MBOK E

Daftar Isi

    Ia membawa beban dari separuh tubuhnya yang tak berfungsi. Merasai hidup yang semakin habis. Merasai bahwa hidup sudah tak guna lagi jika hanya menyulitkan dan merepotkan orang lain.

    Ia perempuan. Yang seperempat abad hidupnya dihabiskan untuk berbakti kepada orangtua. Yang setengahnya lagi ia habiskan untuk membahagiakan hidupmu, mengasuh dan memberi cinta kasih yang tak tertangguhkan pada buah-buah hatimu. Dan selebihnya ia langkaui dengan membantumu mengolah tanah, merawat tanaman-tanamanmu, bahkan memberi makan ternakmu.

    Ia temanimu sepanjang hari, tak henti sampai tangan lembutnya berubah jadi kasar dan berkapal. Setianya ia hingga habis gigi dan putih rambutnya pun masih menanyai keberadaanmu, memastikan engkau masih baik-baik saja. "Pak Pon? Pak Pon?" panggilnya.

    Mbok E, begitu kupanggil dirimu. Mengenang beberapa hari yang kuhabiskan denganmu. Ah! Aku mungkin hanya seorang anak yang nakal dan manja bagimu. Maaf ya mbok...

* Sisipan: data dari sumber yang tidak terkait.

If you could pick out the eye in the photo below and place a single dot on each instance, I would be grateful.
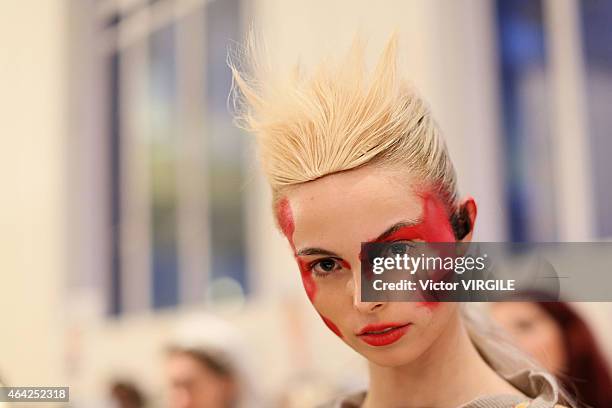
(324, 267)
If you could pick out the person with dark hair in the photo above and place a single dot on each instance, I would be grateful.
(555, 335)
(125, 394)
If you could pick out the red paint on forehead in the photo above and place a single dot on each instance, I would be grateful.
(434, 226)
(331, 326)
(284, 217)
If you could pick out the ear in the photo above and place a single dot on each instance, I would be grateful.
(466, 219)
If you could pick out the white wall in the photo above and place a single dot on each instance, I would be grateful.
(33, 128)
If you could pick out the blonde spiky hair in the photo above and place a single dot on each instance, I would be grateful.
(338, 118)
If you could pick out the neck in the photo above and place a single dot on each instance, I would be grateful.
(450, 373)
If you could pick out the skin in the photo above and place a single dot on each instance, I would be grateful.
(534, 331)
(194, 385)
(338, 212)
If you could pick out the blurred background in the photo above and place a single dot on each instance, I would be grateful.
(130, 203)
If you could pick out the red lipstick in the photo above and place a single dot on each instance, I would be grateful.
(383, 334)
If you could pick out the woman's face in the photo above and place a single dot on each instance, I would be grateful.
(326, 221)
(534, 330)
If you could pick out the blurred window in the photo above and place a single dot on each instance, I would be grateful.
(176, 170)
(527, 140)
(596, 33)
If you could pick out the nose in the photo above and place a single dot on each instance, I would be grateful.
(354, 288)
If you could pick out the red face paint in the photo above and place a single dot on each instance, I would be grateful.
(434, 227)
(429, 305)
(285, 221)
(287, 225)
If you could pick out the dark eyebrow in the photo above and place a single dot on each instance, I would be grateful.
(315, 251)
(393, 229)
(388, 232)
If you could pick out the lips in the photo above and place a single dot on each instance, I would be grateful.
(383, 334)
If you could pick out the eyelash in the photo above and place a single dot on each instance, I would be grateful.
(313, 264)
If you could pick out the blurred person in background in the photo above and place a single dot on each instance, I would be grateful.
(558, 338)
(207, 366)
(126, 394)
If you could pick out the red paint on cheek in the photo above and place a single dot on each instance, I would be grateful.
(284, 217)
(331, 326)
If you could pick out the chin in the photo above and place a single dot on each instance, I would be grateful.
(394, 356)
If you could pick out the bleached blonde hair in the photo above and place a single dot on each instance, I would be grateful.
(340, 117)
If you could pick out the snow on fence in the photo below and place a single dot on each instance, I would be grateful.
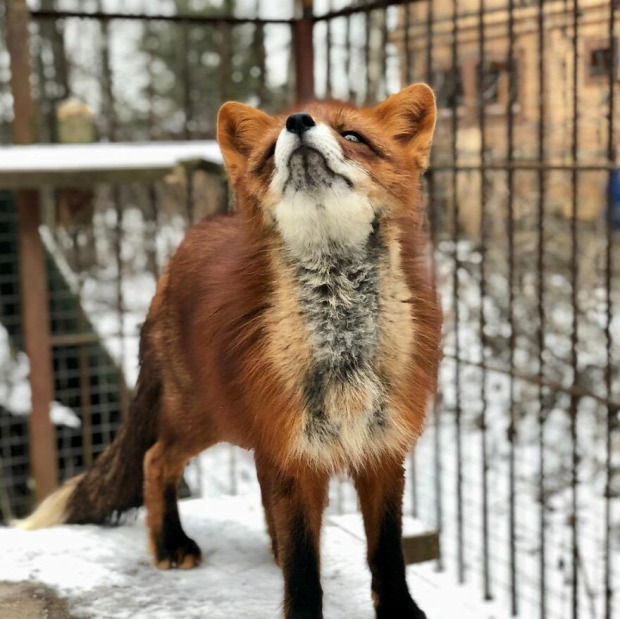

    Aku tahu, di dalam hidup ini sangat berlaku etika balas budi. Terlebih saat orang lain memberikan seluruh hidupnya untuk orang lain. Begitupun dengan segala hal yang engkau berikan padaku. Mbok... hati seperti apakah yang engkau miliki? Mengapa aku tak punya hati sepertimu, seluas samudera dan setenang danau segara anak di gunung Rinjani.

    Dulu, ketika aku menjadi pesakitan, aku merasa hanya Mboklah satu-satunya orang yang menyayangiku. Di saat orang lain menyalahkan kondisiku, engkau menghiburku dengan berurai airmata, "sing sabar yo nduk... ndang waras... diombeh obate, lek dikongkon mangan nuruto..." (yang sabar ya nduk, cepat sembuh, diminum obatnya, kalau disuruh makan harus nurut)katamu.

    Dan saat obat pahit harus kutelan karena sudah waktunya, aku dengan jenuh menolak hingga membuat bapak marah. Lucunya, mbok e malah balik memarahi bapak, katanya tak usah diberi obat karena kasihan melihatku. "Kate dijarke loro a?" (Mau dibiarkan sakit apa?) sambut bapak dengan meredam kesabarannya.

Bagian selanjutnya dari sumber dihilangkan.